そして2016年もまた、昨年に負けず劣らず、多くの興味深い宇宙開発の話題が待ち構えている。

今回は、今年予定されている数多くのロケットの打ち上げや探査機の活動の中から、特に注目したいものを紹介する。

なお、日時はすべて1月6日時点での予定に基づくものであり、今後延期される可能性もあるので、ご留意いただければと思う。また文末に、ロケットの打ち上げ予定を掲載しているWebサイトを紹介しているので、最新の情報はぜひそちらをご参照いただきたい。
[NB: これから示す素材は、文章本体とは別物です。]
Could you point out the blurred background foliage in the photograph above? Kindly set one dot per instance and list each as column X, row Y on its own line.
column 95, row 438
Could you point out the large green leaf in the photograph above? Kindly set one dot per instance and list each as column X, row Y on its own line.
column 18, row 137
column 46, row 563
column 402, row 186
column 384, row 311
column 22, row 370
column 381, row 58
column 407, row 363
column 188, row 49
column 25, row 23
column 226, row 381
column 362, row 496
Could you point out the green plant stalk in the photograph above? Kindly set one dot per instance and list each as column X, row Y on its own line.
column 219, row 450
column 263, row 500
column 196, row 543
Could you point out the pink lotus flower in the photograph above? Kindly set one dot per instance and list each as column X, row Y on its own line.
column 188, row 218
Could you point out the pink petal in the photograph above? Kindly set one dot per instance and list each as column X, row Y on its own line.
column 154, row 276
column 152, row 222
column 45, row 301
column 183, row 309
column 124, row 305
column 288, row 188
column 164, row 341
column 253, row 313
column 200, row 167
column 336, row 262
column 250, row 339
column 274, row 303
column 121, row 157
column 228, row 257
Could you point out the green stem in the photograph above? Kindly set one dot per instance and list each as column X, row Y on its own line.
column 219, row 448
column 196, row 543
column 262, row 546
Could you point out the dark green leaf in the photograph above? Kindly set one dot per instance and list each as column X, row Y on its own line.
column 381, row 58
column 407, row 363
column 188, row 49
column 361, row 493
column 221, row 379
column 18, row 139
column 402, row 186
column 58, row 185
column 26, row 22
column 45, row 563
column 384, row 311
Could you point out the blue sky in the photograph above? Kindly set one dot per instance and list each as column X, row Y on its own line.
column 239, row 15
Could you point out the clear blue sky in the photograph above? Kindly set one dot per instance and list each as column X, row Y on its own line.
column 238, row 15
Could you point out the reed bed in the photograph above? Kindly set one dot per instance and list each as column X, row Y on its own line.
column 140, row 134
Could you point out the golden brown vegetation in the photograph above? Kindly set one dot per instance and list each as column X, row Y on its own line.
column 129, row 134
○1月18日: 「ファルコン9」ロケット、海洋観測衛星「ジェイソン3」打ち上げ 着陸試験も

ジェイソン3は米国と欧州が開発した海洋観測衛星で、海面高度の変化や、地球温暖化による気候の変化などを観測することを目的としている。

そして何より、この打ち上げでは「ファルコン9」ロケットの第1段機体の着陸試験が実施される。ファルコン9は昨年12月にも着陸に成功しており、今回も着陸できれば2機連続での成功となる。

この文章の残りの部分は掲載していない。